Mr Ulusoy does not mention Turkey’s two biggest industrial conglomerates by name [Koç and Sabanci], but delights in pointing out OYAK’s superior performance over the past few years. The fund earned more money than Koç, which has between 1.5 and 2 times the assets, and Sabanci, which has four times OYAK’s approximately $9bn in assets.

In 2003, OYAK earned pre-tax profits of TL661,400bn, equal to YTL661.4m ($473m), representing a 39.2% increase in the value of each member’s share. Looking at the first-half results for 2004, with full-year results due soon, Mr Ulusoy insists that OYAK would achieve a record 40% for the year. The fund also topped the previous year’s performance, when inflation was double that of 2004. Consumer price inflation in Turkey dropped to single digits last year for the first time in more than three decades.

 Levy on forces

OYAK’s funds initially come from a compulsory 10% levy on the base salary of Turkey’s 197,000 serving officers who, together with 25,000 current pensioners, make up its members. With headquarters in Ankara, the fund has equity investments concentrated in the automotive, cement, financial, food and service sectors. Many joint ventures are with well-known international names such as Renault and AXA.

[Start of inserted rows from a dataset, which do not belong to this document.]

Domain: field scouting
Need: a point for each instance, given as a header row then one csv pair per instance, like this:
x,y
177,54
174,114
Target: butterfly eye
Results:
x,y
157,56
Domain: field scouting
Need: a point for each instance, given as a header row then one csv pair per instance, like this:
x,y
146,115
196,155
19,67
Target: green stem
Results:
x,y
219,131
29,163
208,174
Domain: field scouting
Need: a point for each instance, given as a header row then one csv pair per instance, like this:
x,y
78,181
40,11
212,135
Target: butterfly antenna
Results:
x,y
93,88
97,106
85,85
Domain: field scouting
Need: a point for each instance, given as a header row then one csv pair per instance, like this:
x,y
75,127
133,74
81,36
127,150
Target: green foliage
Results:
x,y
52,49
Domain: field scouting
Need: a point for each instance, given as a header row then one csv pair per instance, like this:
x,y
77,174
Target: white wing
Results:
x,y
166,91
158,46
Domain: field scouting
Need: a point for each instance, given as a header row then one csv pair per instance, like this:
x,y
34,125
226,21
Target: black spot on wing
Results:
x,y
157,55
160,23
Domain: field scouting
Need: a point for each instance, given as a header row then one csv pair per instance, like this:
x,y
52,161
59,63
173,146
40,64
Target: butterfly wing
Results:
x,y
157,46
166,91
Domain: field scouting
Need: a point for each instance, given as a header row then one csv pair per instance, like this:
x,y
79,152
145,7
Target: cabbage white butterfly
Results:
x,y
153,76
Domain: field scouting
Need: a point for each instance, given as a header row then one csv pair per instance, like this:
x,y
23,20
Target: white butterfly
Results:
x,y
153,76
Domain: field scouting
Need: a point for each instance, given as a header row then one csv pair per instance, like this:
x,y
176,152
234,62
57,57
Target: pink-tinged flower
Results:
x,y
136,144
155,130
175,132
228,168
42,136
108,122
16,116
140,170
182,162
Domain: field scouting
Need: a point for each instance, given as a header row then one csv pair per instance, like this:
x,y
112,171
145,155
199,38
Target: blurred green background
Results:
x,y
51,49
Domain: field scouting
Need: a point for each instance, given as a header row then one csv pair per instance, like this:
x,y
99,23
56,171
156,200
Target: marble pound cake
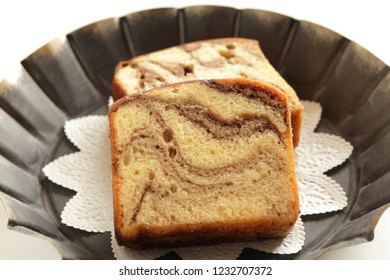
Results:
x,y
207,59
202,162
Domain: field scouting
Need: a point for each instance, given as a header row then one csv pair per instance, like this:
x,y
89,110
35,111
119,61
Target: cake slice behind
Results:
x,y
206,59
202,162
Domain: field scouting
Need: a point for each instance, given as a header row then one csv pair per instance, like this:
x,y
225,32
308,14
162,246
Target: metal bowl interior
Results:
x,y
72,78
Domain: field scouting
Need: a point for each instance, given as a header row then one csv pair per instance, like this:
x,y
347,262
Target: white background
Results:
x,y
27,25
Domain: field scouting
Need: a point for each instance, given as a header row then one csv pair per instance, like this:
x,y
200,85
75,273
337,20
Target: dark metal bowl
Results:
x,y
72,78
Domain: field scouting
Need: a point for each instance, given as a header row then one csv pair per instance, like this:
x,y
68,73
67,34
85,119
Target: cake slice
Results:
x,y
202,162
208,59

The secret to Mr Ulusoy’s success is “good long-range planning”, he says. After learning the ins and outs of Turkish finance at the helm of the country’s largest bank, Ziraat Bankasi, in the early 1990s and then discovering the private sector with Koç, in 2000 he brought all he had to bear on the hitherto closed shop of OYAK.

 End of closed shop

The fund previously issued no reports, had no one audit its books, did not follow international accounting standards and so had no rating. Mr Ulusoy tackled each in turn, and last year in January the fund took out its first loan, borrowing $115m in a syndicated loan to finance part of the purchase of a coal-fired power plant in Iskenderun, in partnership with Essen-based STEAG. They followed that up with a second borrowing of $125m in November, then paid off the earlier loan in full in January 2005.

“We spent $250m on Iskenderun, a facility that generates 7%-8% of Turkey’s electric power, and have already taken back $100m,” says Mr Ulusoy. Part of OYAK’s unique status lies in its freedom to invest in and manage projects rather than just buying up some dollar-denominated instruments and getting “maybe $5m, maybe $10m” on that money.

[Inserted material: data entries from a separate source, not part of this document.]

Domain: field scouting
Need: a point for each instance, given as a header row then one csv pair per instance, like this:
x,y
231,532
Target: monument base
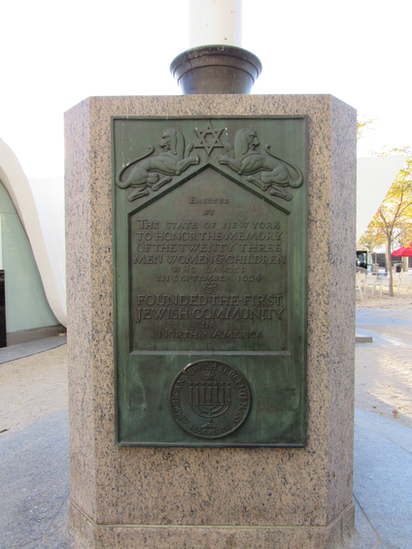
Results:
x,y
192,497
339,534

The freedom to invest in equity is the heritage of Turkey having had no financial instruments to invest in at the time of the fund’s founding in 1961. Mr Ulusoy recounted the story of the first Turkish T-bills issued in the early 1960s and how one man was jailed for discounting the paper, an act the state found “detrimental to the value of the national currency. That shows you how far Turkey has come,” says Mr Ulusoy.

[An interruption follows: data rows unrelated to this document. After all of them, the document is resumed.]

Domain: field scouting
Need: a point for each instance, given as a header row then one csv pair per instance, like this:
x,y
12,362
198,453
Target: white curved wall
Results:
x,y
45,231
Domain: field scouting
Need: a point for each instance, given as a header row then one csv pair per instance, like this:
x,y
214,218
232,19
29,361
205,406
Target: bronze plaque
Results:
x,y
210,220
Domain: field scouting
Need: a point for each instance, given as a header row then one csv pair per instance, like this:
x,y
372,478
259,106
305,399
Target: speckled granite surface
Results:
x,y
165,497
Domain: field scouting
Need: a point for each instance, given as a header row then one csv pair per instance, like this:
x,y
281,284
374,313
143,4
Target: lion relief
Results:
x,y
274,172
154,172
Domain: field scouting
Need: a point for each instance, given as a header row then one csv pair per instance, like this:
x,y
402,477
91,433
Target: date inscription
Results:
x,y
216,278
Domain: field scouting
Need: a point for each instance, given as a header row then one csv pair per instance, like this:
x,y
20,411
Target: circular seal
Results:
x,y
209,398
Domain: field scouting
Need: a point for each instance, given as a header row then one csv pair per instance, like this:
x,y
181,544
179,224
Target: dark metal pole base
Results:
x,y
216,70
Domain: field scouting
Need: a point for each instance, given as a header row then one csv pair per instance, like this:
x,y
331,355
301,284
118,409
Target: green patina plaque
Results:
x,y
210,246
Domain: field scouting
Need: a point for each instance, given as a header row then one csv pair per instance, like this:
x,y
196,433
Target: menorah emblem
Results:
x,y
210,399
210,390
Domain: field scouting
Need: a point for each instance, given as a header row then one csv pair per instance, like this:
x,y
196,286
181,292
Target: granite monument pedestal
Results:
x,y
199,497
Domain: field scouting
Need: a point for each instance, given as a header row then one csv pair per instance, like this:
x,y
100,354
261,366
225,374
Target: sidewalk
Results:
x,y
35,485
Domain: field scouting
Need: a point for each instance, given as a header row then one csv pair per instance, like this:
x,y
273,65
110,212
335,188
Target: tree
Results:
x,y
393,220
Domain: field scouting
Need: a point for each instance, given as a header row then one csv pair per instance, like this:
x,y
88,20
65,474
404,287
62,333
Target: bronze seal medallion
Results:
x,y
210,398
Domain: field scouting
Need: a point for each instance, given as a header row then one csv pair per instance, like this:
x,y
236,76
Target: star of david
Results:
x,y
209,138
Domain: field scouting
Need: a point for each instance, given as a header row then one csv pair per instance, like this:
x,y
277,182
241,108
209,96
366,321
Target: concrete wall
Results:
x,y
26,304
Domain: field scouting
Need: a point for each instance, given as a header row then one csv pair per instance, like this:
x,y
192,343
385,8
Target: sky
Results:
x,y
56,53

The power plant and syndicated loans are all part of the fund’s diversification and growth strategy. “All of which leads to going for a big international borrowing. We’ll most probably go for [state-owned oil refinery] Tupras and think we can increase its profits by 50% in the first year,” Mr Ulusoy adds.

Last year a Turkish court overturned the privatisation sale of Tupras to a Russian and Turkish joint venture.

 Roller coaster economy

Turkey has always been a roller coaster and that is where the art of management comes in, says Mr Ulusoy. The fund’s fantastic results last year “prove that Turkey is not a mature, stable market” and also prove that “you really have to be in on the local scene” to make the right decisions fast.

One good decision was the purchase of a tiny bank (11 branches) which, in three years, the fund has turned into one of Turkey’s top 10. OYAK Bank now has nearly 300 branches and more than 1000 ATMs, with increasing visibility on the corporate scene.